In the next SNS, I’ll present a really good reason for businesses in particular to be worried about the war on cyberterrorism. Seems we’ve signed a little treaty that makes businesses responsible for the hacking of their employees.


Briefly Noted

  • Shameless Self-Promotion Dept.: Next week, StratVantage is debuting a new service, CTOMentor™, designed to allow Chief Technology Officers and other technical leaders to sweep the newspapers, magazines, and newsletters clogging their inboxes into the trash.CTOMentor is a subscription advisory service tailored to customers’ industry and personal information needs. Four times a year CTOMentor will provide a four-hour briefing for subscribers and their staffs on the most important emerging technology trends that could affect their businesses. As part of the service, subscribers also get a weekly email newsletter containing links to the Top 10 Must Read articles needed to stay current.

  • Don’t Believe What You See: We’ve officially crossed over into the post “I’ll believe it when I see it” era. It’s definitely been coming, what with all the digital special effects in movies these days. The most compelling evidence of this milestone is a movie sent to me by a relative (all 8 megabytes). The short movie, called 405, by Bruce Branit and Jeremy Hunt, demonstrates yet another hazard of driving in Los Angeles. You’ll need Windows Media Player, RealPlayer, or another Windows-Media-capable plug-in to view the movie. The link below takes you to the movie site. But don’t click the link to watch it if you’re not prepared to wait while 8MB downloads! After you watch the movie, contemplate the fact that the two moviemakers made it in their spare time over three months using a consumer digital camcorder, readily available digital image manipulation software, and three high end consumer PCs.
  • Sometimes the Magic Works: In a previous SNS, I reported on that bane of pundits’ existence: a bad prediction. So now I feel like I can crow about one that turned out right. In a presentation last May, I stood up in front of an audience of telecom folks and said that, despite what some analysts were saying, telecoms lacked many if not most of the characteristics necessary to become successful Application Service Providers (ASPs). This did not sit well with many attendees, despite the fact that I pointed to a couple of telecom companies that might have a chance: Qwest and Cable & Wireless.

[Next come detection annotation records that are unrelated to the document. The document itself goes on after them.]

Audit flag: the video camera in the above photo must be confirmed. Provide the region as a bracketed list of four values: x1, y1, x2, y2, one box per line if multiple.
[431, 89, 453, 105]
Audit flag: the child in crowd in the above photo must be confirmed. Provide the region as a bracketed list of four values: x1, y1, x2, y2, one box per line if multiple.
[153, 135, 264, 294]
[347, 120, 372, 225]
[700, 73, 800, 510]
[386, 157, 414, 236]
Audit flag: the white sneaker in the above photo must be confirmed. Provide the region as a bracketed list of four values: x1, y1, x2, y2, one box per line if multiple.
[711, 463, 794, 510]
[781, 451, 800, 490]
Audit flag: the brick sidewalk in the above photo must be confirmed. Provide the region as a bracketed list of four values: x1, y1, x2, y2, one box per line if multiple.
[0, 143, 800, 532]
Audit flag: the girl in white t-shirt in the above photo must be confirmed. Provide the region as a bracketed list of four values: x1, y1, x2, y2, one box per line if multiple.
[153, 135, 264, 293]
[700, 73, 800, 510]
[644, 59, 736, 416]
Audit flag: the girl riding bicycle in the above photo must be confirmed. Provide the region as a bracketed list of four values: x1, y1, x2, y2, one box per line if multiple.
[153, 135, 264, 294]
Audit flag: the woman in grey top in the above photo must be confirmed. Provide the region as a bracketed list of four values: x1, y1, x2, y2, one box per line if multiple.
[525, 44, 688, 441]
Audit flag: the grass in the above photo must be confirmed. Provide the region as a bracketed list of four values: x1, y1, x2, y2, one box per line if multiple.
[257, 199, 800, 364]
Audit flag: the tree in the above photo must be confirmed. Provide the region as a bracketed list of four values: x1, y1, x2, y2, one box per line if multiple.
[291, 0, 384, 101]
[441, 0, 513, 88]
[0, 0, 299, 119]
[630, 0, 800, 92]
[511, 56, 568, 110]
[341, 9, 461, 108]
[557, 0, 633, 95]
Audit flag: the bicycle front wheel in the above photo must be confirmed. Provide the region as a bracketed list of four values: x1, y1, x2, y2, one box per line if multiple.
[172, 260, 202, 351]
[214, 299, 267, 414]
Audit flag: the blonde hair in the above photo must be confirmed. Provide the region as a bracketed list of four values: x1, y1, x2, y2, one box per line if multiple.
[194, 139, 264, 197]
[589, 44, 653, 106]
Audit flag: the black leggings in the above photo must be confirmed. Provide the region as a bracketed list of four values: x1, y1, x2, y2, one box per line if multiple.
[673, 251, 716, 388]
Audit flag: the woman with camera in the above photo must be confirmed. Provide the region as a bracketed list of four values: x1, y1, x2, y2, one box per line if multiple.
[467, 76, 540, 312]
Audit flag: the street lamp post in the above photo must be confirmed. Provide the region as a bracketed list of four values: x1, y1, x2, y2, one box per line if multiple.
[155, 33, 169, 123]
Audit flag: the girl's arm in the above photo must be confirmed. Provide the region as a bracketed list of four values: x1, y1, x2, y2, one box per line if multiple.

    Well, C&W recently folded its a-Services division due to lack of demand from small- and mid-sized enterprises for hosted application services, according to C&W a-Services President Jeremy Thompson. In a great example of spinspeak, Thompson said there was “delayed interest in the marketplace.” In other words, nobody was buying. “We still believe fervently in software as a service,” he said. “It's just that we got to market too quickly,” the fact that hundreds of ASPs are making a go of it notwithstanding.